Massachusetts Gov. Romney Vetoes Embryonic Stem Cell Research Bill

Bioethics   |   Steven Ertelt   |   May 27, 2005   |   9:00AM   |   WASHINGTON, DC

Massachusetts Gov. Romney Vetoes Embryonic Stem Cell Research Bill Email this article
Printer friendly page

by Steven Ertelt Editor
May 27, 2005

Boston, MA ( — Massachusetts Governor Mitt Romney vetoed a bill Friday that would promote unproven embryonic stem cell research in the Bay State. Romney turned back the legislation even though he knows the state legislature has the votes to override the veto.

Romney said at a news conference that he was unable to sign the bill because it promoted human cloning to create human embryos with the sole intention of destroying them for research.

The Republican governor said he could not "in good conscience allow this bill to become law," in a letter to lawmakers.

The state legislature is expected to take up a veto override vote next week. Last month, the Senate passed a similar version of the measure, 35-2, and the House passed a similar version, 117-37.

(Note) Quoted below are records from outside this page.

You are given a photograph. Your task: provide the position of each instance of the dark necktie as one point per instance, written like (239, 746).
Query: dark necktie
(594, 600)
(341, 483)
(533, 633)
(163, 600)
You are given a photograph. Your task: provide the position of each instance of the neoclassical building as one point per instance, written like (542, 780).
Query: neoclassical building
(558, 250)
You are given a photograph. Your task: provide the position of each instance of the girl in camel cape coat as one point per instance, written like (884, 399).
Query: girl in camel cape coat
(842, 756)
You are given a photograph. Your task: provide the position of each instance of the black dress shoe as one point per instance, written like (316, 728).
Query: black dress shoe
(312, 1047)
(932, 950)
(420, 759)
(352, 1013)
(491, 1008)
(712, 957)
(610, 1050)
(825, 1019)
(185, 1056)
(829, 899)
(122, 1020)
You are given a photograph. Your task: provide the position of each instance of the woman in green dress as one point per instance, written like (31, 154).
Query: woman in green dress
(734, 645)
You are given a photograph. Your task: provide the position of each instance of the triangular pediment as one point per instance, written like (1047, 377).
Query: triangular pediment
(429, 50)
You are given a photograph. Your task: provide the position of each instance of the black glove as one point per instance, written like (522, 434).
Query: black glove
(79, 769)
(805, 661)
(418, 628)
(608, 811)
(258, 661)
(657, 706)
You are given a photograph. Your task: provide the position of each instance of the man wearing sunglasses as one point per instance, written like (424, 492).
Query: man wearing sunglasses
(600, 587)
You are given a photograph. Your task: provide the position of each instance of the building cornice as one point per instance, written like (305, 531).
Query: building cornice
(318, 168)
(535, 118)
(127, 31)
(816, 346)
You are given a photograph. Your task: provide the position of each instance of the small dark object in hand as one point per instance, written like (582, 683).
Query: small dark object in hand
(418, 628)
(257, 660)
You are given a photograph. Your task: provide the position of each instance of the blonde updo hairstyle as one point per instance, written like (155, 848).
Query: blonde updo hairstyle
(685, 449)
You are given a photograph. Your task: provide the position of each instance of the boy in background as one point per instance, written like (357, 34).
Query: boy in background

Though the measure sailed through the Senate, some lawmakers who support it have concerns.

State Sen. Cynthia Creem, a Democrat, said during debate that she worried the sale of eggs collected from women for use in human cloning techniques would lead to the exploitation of poor women who need the money they receive as a result.

State Rep. Brad Hill, an opponent of the bill, agrees and told the Associated Press, "We wanted to take a little bit slower. We don’t want to see women abusing their bodies."

Pro-life groups oppose the bill because it would allow scientists to clone human embryos and destroy them to obtain their stem cells for research. It would also remove the requirement that research first obtain permission for studies involving embryonic stem cells.

The bill gives the Massachusetts Department of Public Health some regulatory control, as long as it does not undermine the premise of the bill.

The legislature must be notified 60 days before a regulation takes effect and lawmakers can suggest changes to it.